In Canada, First Nations have long been seeking economic conditions of stability but made very little progress despite section 35. First Nations have been frustrated in gaining economic rights due to jurisdictional issues and legislation which I believe would be viewed as consistent with the principles of capitalism and not stewardship. In Canada, the lasting impression is that although world law guaranteed political legal rights such as life, security and liberty, economic rights, on the other hand, such as entitlement to a living wage and health benefits, were on a different tier.
In her book Oppression: A social determinant of health, Elizabeth McGibbon states, on page 33:
The concept of vulnerability worked well when it first came into common usage because it allowed us to name the people who are most oppressed and thereby attempt to influence public policy in the direction of justice. However, the term is not ultimately effective in ameliorating the physical, spiritual and psychological suffering caused by injustice because it reinforces the idea of a nebulous force that is somehow causing ill health. Rather, it is time to change our thinking to explicitly identify the threats that are causing ill health: colonization, re-colonization, post-colonialism neoliberal economic policy and corporatization of health care delivery, to name a few.
In 1845, Friedrich Engels described the phenomena of social murder which still rings true in this country today. He says:
When one individual inflicts bodily injury upon another such that death results, we call the deed manslaughter; when the assailant knew in advance that the injury would be fatal, we call his deed murder. But when society places hundreds of proletarians in such a position that they inevitably meet a too early and an unnatural death, one which is quite as much a death by violence as that by the sword or bullet; when it deprives thousands of the necessaries of life, places them under conditions in which they cannot live – forces them, through the strong arm of the law, to remain in such conditions until that death ensues, which is the inevitable consequence – knows that these thousands of victims must perish, and yet permits these conditions to remain, its deed is murder just as surely as the deed of the single individual; disguised, malicious murder, murder against which none can defend himself, which does not seem what it is, because no man sees the murderer, because the death of the victim seems a natural one, since the offence is more one of omission than of commission. But murder it remains.
Honourable senators, structural violence is defined by Johan Galtung as “. . . any constraint on human potential caused by economic and political structures.”
Structural violence is evident in unequal accesses to resources, political power, education, health care and legal standing. Structural violence also occurs when the devastation of resource extraction is not acknowledged or addressed, allowing toxic materials to continue to cause a decreased quality of life and/or early deaths in First Nations because of their proximity to these toxic materials, and the devastation to land, water, air and animals.
In the preamble of the Declaration of Human Rights it states:
Whereas it is essential, if man is not to be compelled to have recourse, as a last resort, to rebellion against tyranny and oppression, that human rights should be protected by the rule of law,
The paradox is how can Indigenous peoples be protected by a rule of law which is what oppressed them in the first place?

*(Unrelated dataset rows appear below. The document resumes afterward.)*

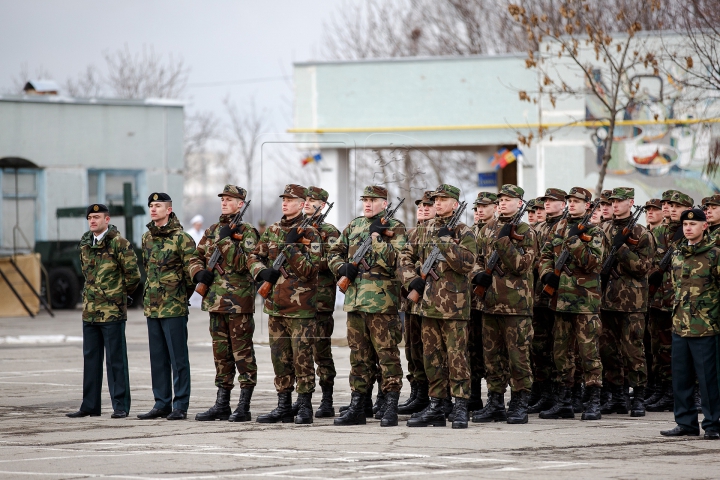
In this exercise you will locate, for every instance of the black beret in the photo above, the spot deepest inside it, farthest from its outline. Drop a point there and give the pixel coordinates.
(159, 197)
(96, 208)
(693, 214)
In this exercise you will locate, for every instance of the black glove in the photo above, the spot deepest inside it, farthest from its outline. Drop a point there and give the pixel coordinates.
(269, 275)
(655, 278)
(418, 285)
(482, 279)
(203, 276)
(348, 270)
(505, 231)
(551, 279)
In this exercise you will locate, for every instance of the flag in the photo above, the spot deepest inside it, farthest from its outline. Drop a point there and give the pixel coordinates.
(311, 159)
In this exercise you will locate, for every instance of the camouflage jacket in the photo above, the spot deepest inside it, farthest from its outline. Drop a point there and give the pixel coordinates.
(627, 289)
(377, 290)
(511, 293)
(296, 295)
(665, 294)
(695, 275)
(111, 273)
(233, 292)
(580, 291)
(326, 280)
(166, 252)
(449, 296)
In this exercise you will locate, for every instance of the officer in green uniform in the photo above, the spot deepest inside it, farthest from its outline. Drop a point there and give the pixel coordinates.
(111, 273)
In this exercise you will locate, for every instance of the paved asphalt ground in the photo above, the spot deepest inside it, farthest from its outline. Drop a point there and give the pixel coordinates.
(40, 382)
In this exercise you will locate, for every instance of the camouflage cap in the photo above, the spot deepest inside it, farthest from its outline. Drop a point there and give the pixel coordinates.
(446, 190)
(511, 191)
(234, 191)
(622, 193)
(681, 199)
(554, 194)
(317, 193)
(293, 190)
(374, 191)
(581, 193)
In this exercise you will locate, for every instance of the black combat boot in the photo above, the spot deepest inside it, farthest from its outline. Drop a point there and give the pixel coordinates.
(577, 395)
(242, 412)
(461, 413)
(389, 418)
(355, 413)
(304, 416)
(420, 401)
(219, 411)
(282, 413)
(563, 405)
(547, 398)
(494, 410)
(592, 408)
(638, 407)
(517, 413)
(432, 416)
(326, 409)
(666, 401)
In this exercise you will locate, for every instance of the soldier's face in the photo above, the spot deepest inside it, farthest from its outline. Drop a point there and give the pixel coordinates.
(98, 222)
(693, 230)
(372, 206)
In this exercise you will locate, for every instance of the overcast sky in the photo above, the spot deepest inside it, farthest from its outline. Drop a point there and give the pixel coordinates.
(220, 40)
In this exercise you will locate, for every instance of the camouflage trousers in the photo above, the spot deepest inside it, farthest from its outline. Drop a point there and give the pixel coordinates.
(322, 348)
(291, 352)
(373, 339)
(475, 348)
(413, 348)
(582, 329)
(233, 349)
(660, 327)
(445, 357)
(542, 345)
(506, 347)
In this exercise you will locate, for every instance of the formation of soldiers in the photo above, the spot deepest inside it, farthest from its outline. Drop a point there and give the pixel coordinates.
(569, 310)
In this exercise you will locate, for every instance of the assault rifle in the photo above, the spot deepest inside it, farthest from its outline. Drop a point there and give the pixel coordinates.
(214, 263)
(365, 245)
(279, 263)
(428, 267)
(494, 260)
(560, 263)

Honourable senators, I ask for your support in the passage of Bill C-262, not only because it is the moral and right thing to do, but because we, the Indigenous peoples, have the right to live lives that other Canadians and new citizens have the luxury of taking for granted. Consent and self-determination are common threads that bind the majority of human rights. Yet these have long been the basic rights denied to Indigenous peoples. Bill C-262 will be a first step toward ensuring that we equally protect the basic human rights of all Canadians. It is time for Canada to see past the difficulty of these circumstances and continue on our road to reconciliation. Thank you.